More and more often, in therapy, the same story is heard: that of boys and girls who say they are disappointed, angry, betrayed. Not from a single parent, but from an entire generation, the generation of the baby boomers, the one grown with the promise of well -being, of the permanent place, of the house purchased with the savings.
Today, that promise no longer applies. And so the phenomenon of Boomer Blaming was born: an expression that summarizes the feeling of frustration, anger and helplessness that many young people feel towards those who preceded them.
It just looks like an accusation, but in reality it is much more. It is the symptom of a deep malaise.
It’s not just fault: it’s pain
It is not just anger. What many young people are experiencing is a real mourning. A strange mourning, difficult to recognize, because a person is not crying, but a future that will never arrive.
It is called anticipatory mourning, or unrecognized mourning. And it happens when you realize that your dreams, your expectations will never be realized.
Buy a house? Maybe not.
Get to the world of children with economic serenity? Difficult.
Have certainties at work, on health, on tomorrow? A utopia.
So what remains?
The pain we are talking about is not only individual. It is collective. And we say it is not only us, but also science.
An important research published on The Lancet Planetary Health He involved 10,000 young people between 16 and 25 years old, in ten different countries. The results make you think:
Not only that: many participants speak of sadness, anger, sense of helplessness, fault. But above all of treason. By governments. By adults. On the part of those who should have dealt with the future, and instead he turned his gaze.
What if we let go of anger to give space to something new?
In therapy, after listening to anger, there is always a question that comes, inevitable:
“And now?”
What is done with all this pain?
You can get stuck. Anger can be used to close, to accuse, to depress.
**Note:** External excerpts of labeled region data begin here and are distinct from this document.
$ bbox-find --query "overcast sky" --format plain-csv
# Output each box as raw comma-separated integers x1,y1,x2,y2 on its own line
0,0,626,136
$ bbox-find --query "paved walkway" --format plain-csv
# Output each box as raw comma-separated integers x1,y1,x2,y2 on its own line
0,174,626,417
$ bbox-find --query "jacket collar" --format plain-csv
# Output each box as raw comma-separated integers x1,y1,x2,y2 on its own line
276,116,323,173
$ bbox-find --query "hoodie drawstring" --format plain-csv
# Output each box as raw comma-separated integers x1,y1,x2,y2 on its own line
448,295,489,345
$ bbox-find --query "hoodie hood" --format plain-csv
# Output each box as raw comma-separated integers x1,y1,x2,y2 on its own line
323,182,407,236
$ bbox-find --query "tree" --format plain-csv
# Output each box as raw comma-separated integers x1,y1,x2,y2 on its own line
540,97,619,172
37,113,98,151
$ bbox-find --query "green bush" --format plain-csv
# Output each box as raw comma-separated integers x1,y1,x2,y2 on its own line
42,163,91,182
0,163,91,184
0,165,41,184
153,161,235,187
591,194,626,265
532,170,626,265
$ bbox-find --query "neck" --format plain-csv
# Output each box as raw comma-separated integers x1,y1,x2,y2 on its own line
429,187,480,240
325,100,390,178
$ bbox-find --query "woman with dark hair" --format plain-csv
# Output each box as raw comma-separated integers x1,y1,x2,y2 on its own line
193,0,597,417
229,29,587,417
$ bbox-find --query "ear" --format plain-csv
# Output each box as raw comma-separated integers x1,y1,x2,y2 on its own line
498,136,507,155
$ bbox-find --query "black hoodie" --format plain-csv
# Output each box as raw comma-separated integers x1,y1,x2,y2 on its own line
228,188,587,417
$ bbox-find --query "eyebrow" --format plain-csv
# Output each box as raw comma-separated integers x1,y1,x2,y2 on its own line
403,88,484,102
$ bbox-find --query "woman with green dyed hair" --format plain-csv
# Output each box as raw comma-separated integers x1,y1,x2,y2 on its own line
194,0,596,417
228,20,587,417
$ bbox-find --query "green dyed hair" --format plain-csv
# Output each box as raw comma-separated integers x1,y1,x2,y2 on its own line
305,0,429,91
Or, you can try to transform it.
Because yes, it’s true: something has been taken away from us. But this does not mean that there is nothing else to build.
Maybe we will not have the house owned, but we can create anything else
Maybe we will not be able to replicate the life model of our parents. But who said we have to?
Perhaps we can free ourselves from the idea that we only evaluate if we own something, if we reach goals that today are no longer accessible. Perhaps we can invent new desires, new roads, new ways of living in the world.
Psychotherapy does not give easy answers. But it helps to make room. To understand that accepting pain does not mean surrendering, but stopping fighting against something that we cannot change. And finally start taking care of what we can still build.
Be careful not to idealize the past: each era has had its shadows
One of the risks of Boomer Blaming is also this: to think that “before everything was better”.
But was it really?
The 80s were not a perfect era. There were inequalities, violence, disinformation, discrimination, silences. Today we have something that then did not exist: greater awareness, a richer emotional language, a culture of care that grows.
This also matters.
The Boomer Blaming is not just a fashion. It is the signal of a collective malaise, of an entire generation that feels that she does not have a safe future in front of her. And that, for this, accuses. Reacts. Gets angry.
But anger alone is not enough.
It is also necessary to recognize the pain hidden underneath. It is necessary to process it. And then, you need to imagine a different future. Maybe more uncertain. Certainly more fragile. But still possible. And above all, ours.